De quoi s’agit-il ? Fondé en 1971, alors que le système de Bretton Woods venait d’éclater, le Groupe Inter-Alpha était composé de six banques de dépôt : la Kredietbank (KBC) de Belgique, dont le PDG, Luc Wauters, a été l’élément moteur de la création du groupe (Ferdinand Collin, dont la famille contrôlait la Kredietbank, évoquait déjà en 1961 la nécessité d’une monnaie supranationale européenne), le Crédit Commercial de France (CCF), la Williams and Glyn’s Bank (WGB) anglaise, la Banco Ambrosiano italienne, la Nederlandsche Middenstandsbank (NMB) de Hollande et la Berliner Handelsgesellschaft/Frankfurter Bank (BHF) d’Allemagne.

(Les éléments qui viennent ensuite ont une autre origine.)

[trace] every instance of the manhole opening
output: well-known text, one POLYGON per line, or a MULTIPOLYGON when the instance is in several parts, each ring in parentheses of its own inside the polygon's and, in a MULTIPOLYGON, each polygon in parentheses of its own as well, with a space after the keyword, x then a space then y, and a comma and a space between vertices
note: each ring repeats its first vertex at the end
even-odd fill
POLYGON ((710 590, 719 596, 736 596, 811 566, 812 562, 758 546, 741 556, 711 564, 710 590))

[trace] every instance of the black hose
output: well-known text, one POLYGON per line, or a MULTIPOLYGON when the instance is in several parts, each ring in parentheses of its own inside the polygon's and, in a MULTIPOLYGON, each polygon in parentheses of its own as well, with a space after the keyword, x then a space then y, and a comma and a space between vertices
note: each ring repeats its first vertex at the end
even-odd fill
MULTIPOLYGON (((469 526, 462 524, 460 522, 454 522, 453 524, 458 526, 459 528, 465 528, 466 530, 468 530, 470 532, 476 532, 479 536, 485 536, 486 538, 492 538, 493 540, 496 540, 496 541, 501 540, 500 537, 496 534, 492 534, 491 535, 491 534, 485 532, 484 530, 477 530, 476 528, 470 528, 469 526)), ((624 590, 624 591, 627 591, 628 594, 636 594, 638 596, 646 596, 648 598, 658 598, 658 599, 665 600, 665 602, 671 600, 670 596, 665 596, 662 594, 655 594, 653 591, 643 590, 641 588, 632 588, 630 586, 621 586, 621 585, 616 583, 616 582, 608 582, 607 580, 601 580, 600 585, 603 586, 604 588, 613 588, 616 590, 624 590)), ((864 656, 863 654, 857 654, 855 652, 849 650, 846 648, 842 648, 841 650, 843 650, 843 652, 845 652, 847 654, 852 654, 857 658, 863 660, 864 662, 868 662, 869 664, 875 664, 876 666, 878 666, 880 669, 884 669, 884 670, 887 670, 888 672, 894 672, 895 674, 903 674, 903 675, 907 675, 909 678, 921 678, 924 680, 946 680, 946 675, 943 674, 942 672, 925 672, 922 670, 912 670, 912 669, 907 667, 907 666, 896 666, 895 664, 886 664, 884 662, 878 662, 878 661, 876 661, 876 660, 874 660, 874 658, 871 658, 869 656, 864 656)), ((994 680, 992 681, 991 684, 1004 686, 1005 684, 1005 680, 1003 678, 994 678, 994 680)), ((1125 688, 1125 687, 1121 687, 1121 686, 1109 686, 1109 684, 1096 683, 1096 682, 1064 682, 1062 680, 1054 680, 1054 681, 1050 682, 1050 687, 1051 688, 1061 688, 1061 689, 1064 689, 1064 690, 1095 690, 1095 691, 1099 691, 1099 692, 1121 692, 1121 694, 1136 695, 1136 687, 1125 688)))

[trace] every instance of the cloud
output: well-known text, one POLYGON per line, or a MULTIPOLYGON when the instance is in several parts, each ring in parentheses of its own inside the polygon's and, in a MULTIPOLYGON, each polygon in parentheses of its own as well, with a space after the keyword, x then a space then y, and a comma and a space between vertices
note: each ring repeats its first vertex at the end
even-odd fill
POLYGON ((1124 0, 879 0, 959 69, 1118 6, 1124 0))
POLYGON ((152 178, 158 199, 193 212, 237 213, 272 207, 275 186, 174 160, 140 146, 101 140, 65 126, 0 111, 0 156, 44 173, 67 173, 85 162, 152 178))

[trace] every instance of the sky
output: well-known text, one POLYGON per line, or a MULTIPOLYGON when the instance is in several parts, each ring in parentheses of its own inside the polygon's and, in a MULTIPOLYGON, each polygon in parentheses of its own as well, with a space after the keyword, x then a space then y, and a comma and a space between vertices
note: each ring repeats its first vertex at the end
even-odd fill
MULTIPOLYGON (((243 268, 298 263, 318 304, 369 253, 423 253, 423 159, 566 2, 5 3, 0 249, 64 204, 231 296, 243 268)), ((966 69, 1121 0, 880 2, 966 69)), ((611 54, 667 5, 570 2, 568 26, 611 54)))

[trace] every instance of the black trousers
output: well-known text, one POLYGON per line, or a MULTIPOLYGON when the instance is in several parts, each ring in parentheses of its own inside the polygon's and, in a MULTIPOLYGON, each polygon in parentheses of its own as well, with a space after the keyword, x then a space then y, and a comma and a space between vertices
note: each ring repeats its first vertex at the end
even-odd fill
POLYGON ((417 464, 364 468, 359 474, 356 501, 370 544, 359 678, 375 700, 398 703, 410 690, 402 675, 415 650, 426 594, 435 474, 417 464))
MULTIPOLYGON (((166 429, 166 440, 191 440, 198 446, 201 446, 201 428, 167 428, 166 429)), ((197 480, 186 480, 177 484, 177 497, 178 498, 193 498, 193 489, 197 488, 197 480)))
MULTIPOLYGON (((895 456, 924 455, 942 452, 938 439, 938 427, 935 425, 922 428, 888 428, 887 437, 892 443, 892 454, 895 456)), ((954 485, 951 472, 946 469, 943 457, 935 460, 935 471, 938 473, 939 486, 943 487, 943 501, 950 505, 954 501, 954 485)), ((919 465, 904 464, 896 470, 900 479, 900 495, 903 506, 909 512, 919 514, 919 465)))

Entre 1973 et 1985, c’est François Garelli, banquier et économiste français, qui fut secrétaire permanent et cheville ouvrière du groupe. A cette époque, M. Garelli avait les meilleures introductions auprès de l’oligarchie financière britannique. Au moment où le groupe se créait, il était le représentant sur le continent de deux établissements financiers qui nous amènent au cœur même de l’aristocratie anglaise la plus ancienne et la plus rance : la Martins Bank qui devait fusionner plus tard avec la Barclays, et la Williams and Glyn Bank qui fusionnerait bientôt avec la Royal Bank of Scotland (RBS).

C’est par François Garelli que nous connaissons les aspects publics de l’histoire du groupe. En 1987 il a été l’auteur de L’histoire du Groupe Inter-Alpha, publié par la RBS. Dans cet ouvrage, Garelli nous apprend qu’il avait participé à la première rencontre entre KBC et WGB avant même la création du groupe. Par la suite, dit-il, il fut tenu au courant de tous les aspects importants de son développement. En 1969, il publia Pour une monnaie européenne, ouvrage révélateur de l’idéologie du groupe et du rôle qu’il a pu jouer dans l’avènement du nouveau « désordre » monétaire qui suivit la mort du système de Bretton Woods.

Dès le départ, les motivations de ce groupe bancaire, dont les membres n’étaient pas parmi les plus puissants, étaient politiques : il s’agissait de contribuer à reconstituer l’ordre monétaire international dont toute la finance rêve encore : l’ordre monétaire dominé par la Cité de Londres, que l’empire britannique fit régner sur le monde entre 1816 et 1914. Leur calcul ? Un petit groupe influent et armé du savoir faire de la City peut, à la façon de Venise, avoir un impact sur le tout. Aujourd’hui, le groupe, auquel se sont rajoutés d’autres établissements tels la RBS, Banco Santander, ING et la Société générale, est devenu autrement plus puissant financièrement qu’il ne l’était au début.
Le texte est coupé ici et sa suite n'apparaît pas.